Combine that with an array of different query languages that each solution provides to get metrics out and chart them, you’ll find that your dashboards and all your queries will need to be completely recreated from scratch.
Also as more vendors like ourselves start applying machine learning to help users spot annomalies and issues, the problem of context is a lot easier to solve if you collect the same metrics for each integration, and not getting the same metrics would fall to more generalised approaches, which we’ve seen in the past just don’t work very well at scale.
Rolling out a new agent is the easy part. Most of the time migrating between solutions is because all the dashboards, alerts and queries need to be recreated from scratch manually. I have seen most large migrations take 6 months or more, as users generally have to manually migrate and recreate all their existing dashboards and alerts in the new solution, using its query language. This can be reduced if you use their 3rd party monitoring integrations, but to get those you will need to roll out a new agent that sends metrics the way the solution is expecting.

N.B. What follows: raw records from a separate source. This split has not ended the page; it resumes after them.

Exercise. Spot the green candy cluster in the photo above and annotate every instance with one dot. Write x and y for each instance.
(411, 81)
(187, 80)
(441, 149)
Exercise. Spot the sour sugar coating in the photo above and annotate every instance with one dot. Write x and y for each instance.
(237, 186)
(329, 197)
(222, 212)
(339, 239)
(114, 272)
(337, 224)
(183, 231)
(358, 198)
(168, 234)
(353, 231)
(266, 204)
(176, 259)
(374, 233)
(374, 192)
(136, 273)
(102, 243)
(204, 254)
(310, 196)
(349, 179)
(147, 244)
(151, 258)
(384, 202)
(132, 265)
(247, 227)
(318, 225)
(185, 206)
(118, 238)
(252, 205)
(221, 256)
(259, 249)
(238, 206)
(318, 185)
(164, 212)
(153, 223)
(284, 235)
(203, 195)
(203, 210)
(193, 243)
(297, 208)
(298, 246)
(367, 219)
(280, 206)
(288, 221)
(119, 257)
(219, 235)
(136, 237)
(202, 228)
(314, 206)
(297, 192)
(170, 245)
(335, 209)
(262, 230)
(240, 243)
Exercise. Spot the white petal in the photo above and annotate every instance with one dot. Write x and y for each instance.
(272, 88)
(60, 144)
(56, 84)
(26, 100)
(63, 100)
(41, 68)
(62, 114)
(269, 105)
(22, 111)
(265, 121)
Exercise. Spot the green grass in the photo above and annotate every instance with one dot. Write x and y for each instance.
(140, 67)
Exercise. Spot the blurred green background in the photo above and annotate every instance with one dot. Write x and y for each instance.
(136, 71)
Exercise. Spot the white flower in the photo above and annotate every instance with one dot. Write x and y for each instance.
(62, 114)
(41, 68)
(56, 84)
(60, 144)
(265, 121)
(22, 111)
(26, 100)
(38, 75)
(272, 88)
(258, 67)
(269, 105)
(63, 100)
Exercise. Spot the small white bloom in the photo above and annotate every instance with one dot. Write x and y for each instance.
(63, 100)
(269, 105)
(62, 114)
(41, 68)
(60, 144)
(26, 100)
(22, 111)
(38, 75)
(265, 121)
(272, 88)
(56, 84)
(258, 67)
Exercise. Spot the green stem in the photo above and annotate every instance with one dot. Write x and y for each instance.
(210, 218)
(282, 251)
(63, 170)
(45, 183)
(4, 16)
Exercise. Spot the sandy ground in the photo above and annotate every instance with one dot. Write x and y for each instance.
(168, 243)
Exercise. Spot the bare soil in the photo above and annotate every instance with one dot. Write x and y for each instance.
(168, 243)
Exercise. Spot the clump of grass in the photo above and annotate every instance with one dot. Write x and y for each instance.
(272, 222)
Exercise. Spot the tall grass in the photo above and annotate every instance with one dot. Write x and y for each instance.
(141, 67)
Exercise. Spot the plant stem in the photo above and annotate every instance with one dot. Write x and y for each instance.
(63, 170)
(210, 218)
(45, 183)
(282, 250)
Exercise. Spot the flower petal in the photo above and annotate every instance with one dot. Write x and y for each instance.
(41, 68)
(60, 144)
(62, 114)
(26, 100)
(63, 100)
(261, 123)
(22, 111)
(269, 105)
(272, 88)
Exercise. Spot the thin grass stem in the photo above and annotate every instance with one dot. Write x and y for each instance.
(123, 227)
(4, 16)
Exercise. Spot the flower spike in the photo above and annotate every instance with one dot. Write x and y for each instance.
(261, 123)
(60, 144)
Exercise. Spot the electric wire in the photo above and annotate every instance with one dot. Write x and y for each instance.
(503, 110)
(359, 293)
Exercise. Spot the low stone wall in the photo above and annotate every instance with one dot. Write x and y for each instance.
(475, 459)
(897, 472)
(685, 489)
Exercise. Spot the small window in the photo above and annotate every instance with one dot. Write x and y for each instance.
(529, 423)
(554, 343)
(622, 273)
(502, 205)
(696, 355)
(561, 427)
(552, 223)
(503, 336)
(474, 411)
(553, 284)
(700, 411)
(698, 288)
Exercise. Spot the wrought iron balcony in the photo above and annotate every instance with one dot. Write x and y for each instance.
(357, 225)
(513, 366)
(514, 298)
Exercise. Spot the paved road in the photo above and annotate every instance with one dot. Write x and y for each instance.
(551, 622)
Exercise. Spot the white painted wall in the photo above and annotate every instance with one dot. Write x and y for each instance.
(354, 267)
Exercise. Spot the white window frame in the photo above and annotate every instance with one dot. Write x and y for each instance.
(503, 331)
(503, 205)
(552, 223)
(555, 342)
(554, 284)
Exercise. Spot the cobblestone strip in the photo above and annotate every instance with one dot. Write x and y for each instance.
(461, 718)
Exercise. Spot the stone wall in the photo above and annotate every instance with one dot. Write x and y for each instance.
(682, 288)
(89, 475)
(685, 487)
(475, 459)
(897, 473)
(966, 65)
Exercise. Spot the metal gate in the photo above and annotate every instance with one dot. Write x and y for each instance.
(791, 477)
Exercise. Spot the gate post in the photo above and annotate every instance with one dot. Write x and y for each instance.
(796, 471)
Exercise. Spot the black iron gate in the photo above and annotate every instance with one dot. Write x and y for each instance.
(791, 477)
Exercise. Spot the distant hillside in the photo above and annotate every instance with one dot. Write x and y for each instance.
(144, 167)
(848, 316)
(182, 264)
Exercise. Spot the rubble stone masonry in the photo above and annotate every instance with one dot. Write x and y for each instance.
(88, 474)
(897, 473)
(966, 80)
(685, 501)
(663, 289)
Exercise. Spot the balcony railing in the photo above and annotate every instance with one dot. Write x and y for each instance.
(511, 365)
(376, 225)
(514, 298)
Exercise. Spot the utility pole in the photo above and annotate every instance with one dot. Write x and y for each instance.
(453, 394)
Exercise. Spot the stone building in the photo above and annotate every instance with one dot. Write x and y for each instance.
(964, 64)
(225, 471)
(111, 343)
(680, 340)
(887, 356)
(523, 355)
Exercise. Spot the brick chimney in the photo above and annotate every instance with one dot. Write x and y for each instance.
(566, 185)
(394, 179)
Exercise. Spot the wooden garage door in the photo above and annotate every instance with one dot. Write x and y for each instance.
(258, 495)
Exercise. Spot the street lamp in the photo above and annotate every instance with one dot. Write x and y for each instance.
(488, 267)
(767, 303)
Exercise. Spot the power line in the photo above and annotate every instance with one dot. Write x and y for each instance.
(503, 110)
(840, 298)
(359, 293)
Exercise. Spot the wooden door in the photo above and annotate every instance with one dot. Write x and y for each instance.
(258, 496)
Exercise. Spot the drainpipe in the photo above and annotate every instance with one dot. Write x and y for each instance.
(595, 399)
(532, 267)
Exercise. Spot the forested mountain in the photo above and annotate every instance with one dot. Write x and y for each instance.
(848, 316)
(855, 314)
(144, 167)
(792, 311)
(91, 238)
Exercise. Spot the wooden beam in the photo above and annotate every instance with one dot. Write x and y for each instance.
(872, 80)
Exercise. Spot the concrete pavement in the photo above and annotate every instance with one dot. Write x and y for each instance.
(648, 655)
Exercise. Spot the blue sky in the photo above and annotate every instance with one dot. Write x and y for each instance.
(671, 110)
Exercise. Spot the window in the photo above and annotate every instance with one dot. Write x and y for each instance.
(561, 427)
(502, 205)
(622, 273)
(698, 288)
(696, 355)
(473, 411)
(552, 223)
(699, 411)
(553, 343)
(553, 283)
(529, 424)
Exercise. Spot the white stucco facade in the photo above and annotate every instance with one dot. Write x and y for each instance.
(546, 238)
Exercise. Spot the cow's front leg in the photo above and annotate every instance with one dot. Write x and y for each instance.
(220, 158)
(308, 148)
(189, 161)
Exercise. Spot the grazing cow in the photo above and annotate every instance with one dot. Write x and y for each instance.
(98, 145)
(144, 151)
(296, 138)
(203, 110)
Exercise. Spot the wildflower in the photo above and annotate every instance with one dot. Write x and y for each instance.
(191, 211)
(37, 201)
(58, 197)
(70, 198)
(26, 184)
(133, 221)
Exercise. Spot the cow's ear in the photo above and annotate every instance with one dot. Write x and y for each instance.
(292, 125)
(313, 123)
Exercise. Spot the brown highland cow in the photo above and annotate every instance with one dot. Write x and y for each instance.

In addition, one monitoring solution in particular, have per host pricing that will enable you to monitor out-of-the-box integrations in that per host price, with additional metrics being charged additionally as “custom metrics”, which can grow your bills substantially.
If you start sending all your metrics with different names/labels from what they expect from their own agent, then all your metrics will be treated as “custom metrics” and your bills will shoot up substantially.
Although this is specific to that provider, other providers have followed this route as well, and the only way to avoid this bill shock would be to use their integrations and ultimately their agent.
Losting Specific Value-Add Features
Another reason this approach doesn’t work for some solutions like Outlyer, is the agent actually provides some really powerful value-add features. In our case our core value proposition is “self-service”, you deploy the agent and then delegate the monitoring setup to all your teams using our push configuration technology. Other solutions I’ve seen provide live process monitoring, which would be lost without using their agent.
Also our host view which we automatically create to allow users to explore their environment and automatically discovers all the labels and metadata about those instances to help users troubleshoot issues would break if our agent wasn’t being used.
By teating monitoring vendors as metric/event sinks, essentially hosted time-series databases, you would lose a lot of the value those solutions can provide in addition to the quick easily integration installs and templates they provide out of the box.
As I’ve said, this idea has started to get traction, and I understand the attraction of this approach to end users who want more control over their bills and trying out new solutions. But I would argue, at least for infrastructure monitoring, this approach will cause more issues than the problems its trying to solve.
Maybe use this for logs, and traces and custom metrics, but for everything else, an agent will most likely make your job a hell of a lot easier!